Congressional efforts such as the War Powers Resolution give the appearance that checks on the President are still effective, but in fact the War Powers Resolution has done nothing to constrain presidential warmaking. The United States has not declared war since World War II, but since then has been involved in military in Korea, Vietnam, Cambodia, Grenada, Panama, Iraq, Yugoslavia, Afghanistan, Pakistan, Libya, and Syria. Most often Congress has “authorized” the sue of force after the President has already begun military action, but frequently they have done so even thought the President has denied that he requires any such authorization to act. In 1999, Bill Clinton became the first president to use military force–sending troops into the Yugoslavian Civil War–despite an outright refusal of Congress to authorize him to do so (Adler, David Gray. 2000. “The Law: The Clinton Theory of the War Power.” Presidential Studies Quarterly. 30 (1). pp155-168).

More recently, George W. Bush declared that he had the authority to wiretap and surveil Americans’ phone conversations without a warrant from the executive branch, and to prevent citizens from challenging the executive branch’s actions in Court by invoking a “state secrets privilege,” unilaterally determining that allowing them to be heard in court would reveal state secrets. In both of these ways the President claimed authority that is rightfully within the domain of the judicial branch. As a candidate for the presidency, Barack Obama criticized Bush’s actions, but as President he has also claimed both powers.

To avoid having to fight for treaty passage through the Senate, presidents have resorted to the use of executive agreements–direct agreements with the heads of other countries–that do not have to be approved by the Senate because technically they are not treaties. Some of these agreements are secret agreements, about which not even the Senate Intelligence Committee has knowledge. Presidents claim that they have “inherent powers” to make such agreements that commit the U.S. to certain courses of action without any congressional oversight.
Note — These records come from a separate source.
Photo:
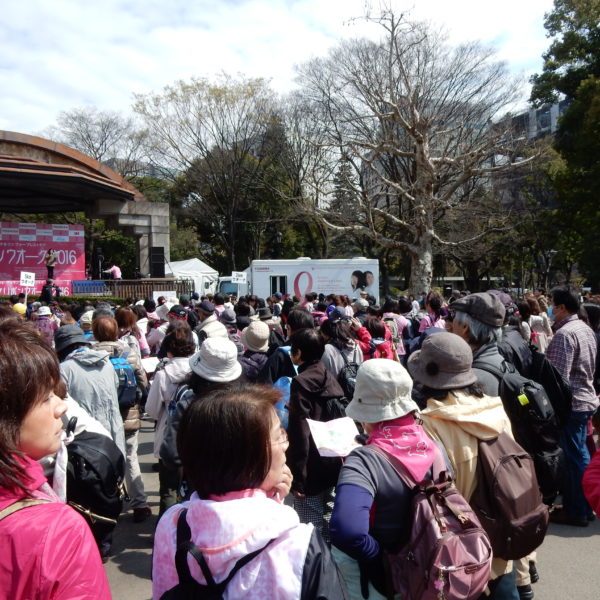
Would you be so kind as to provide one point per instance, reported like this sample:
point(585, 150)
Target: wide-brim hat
point(216, 360)
point(443, 362)
point(68, 335)
point(255, 337)
point(383, 392)
point(483, 307)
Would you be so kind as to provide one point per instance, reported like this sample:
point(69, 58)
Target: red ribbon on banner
point(308, 289)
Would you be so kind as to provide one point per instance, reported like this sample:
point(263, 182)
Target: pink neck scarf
point(407, 441)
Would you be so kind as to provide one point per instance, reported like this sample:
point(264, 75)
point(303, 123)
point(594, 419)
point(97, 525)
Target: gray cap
point(443, 362)
point(482, 307)
point(67, 335)
point(382, 392)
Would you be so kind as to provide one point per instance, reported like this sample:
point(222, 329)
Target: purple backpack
point(448, 555)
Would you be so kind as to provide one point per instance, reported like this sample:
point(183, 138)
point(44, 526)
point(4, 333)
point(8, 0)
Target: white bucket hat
point(382, 393)
point(216, 360)
point(255, 337)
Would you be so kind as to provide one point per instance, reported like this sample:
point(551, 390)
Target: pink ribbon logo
point(308, 289)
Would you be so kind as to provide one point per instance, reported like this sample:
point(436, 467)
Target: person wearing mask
point(433, 309)
point(314, 476)
point(209, 325)
point(106, 334)
point(255, 339)
point(279, 363)
point(340, 346)
point(91, 380)
point(179, 346)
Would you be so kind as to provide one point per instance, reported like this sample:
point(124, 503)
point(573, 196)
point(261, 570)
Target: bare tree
point(107, 136)
point(414, 118)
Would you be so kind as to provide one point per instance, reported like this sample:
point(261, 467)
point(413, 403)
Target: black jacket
point(312, 473)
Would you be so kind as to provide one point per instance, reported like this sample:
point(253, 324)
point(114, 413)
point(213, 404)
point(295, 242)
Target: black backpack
point(534, 424)
point(127, 390)
point(188, 588)
point(347, 376)
point(556, 386)
point(95, 473)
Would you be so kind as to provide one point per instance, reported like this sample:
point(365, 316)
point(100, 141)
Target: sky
point(56, 55)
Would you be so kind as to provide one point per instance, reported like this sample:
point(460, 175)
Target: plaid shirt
point(572, 351)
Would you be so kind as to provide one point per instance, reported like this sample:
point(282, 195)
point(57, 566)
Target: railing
point(132, 288)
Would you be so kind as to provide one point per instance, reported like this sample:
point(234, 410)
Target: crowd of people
point(249, 507)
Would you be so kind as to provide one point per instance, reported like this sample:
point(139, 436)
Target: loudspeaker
point(97, 260)
point(157, 261)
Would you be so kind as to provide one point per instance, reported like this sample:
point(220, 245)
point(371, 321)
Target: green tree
point(221, 142)
point(572, 70)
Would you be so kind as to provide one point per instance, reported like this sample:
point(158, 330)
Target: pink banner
point(23, 246)
point(8, 288)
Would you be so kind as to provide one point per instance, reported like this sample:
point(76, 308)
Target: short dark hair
point(390, 305)
point(375, 327)
point(224, 440)
point(563, 295)
point(339, 333)
point(179, 342)
point(310, 344)
point(300, 318)
point(149, 305)
point(29, 371)
point(106, 329)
Increasingly presidential scholars worry about an “imperial presidency,” that accumulates legislative and executive powers into the hands of the executive branch. It may be that the demands of the modern world require a stronger and more powerful presidency. Or it may be that the American system of checks and balances is, after two centuries, on the verge of collapsing, and the tyranny the Founders feared may become a real danger.